È il 1976. A New York esplode il fenomeno del running: migliaia di persone scoprono la corsa come stile di vita, e per la prima volta la maratona cittadina attraversa tutti e cinque i borough. Nello stesso autunno esce Il Maratoneta di John Schlesinger — e non è una coincidenza.
Il film racconta di Babe Levy, studente di storia e corridore solitario a Central Park, che si ritrova travolto in una cospirazione che non capisce e non ha cercato. Al centro: Christian Szell, dentista in un campo di concentramento, criminale di guerra nazista protetto da un accordo segreto con il governo americano. Szell tortura Babe legato ad una rudimentale poltrona da dentista e gli pone sempre la stessa domanda — È sicuro? — senza spiegargli cosa significa.

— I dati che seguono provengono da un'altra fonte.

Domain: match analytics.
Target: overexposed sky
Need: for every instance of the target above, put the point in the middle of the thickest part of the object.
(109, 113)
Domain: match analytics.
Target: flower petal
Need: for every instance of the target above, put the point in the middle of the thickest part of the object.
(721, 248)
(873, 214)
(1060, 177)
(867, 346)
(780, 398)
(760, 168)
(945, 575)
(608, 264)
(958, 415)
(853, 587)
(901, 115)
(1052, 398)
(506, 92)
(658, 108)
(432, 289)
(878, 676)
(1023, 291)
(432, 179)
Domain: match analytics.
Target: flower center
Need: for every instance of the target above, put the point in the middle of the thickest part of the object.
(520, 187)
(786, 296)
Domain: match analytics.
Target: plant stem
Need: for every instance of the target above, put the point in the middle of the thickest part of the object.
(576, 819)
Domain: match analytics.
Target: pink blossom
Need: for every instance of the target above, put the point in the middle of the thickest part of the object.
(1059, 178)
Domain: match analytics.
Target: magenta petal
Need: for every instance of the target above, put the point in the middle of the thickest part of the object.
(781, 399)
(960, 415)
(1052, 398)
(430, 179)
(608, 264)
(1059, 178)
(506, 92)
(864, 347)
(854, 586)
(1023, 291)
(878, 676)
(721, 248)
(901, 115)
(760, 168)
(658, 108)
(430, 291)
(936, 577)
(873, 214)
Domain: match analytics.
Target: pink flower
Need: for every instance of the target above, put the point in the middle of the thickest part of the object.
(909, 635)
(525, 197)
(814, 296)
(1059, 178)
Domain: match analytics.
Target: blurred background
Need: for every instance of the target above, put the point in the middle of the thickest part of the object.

In questo episodio parliamo del film come documento di un’America che non si fidava più di nessuno, del duello leggendario sul set tra Dustin Hoffman e Laurence Olivier, della rivoluzione tecnica della Steadicam, e di come la corsa — in questo film — non sia mai sport nel senso classico del termine, ma sopravvivenza pura.
Con William Goldman alla sceneggiatura, Roy Scheider nel ruolo del fratello spia e una New York grigia e spietata come quinto personaggio, Il Maratoneta è uno dei thriller più inquietanti della New Hollywood. E quella domanda — È sicuro? — cinquant’anni dopo risuona ancora nelle nostri menti.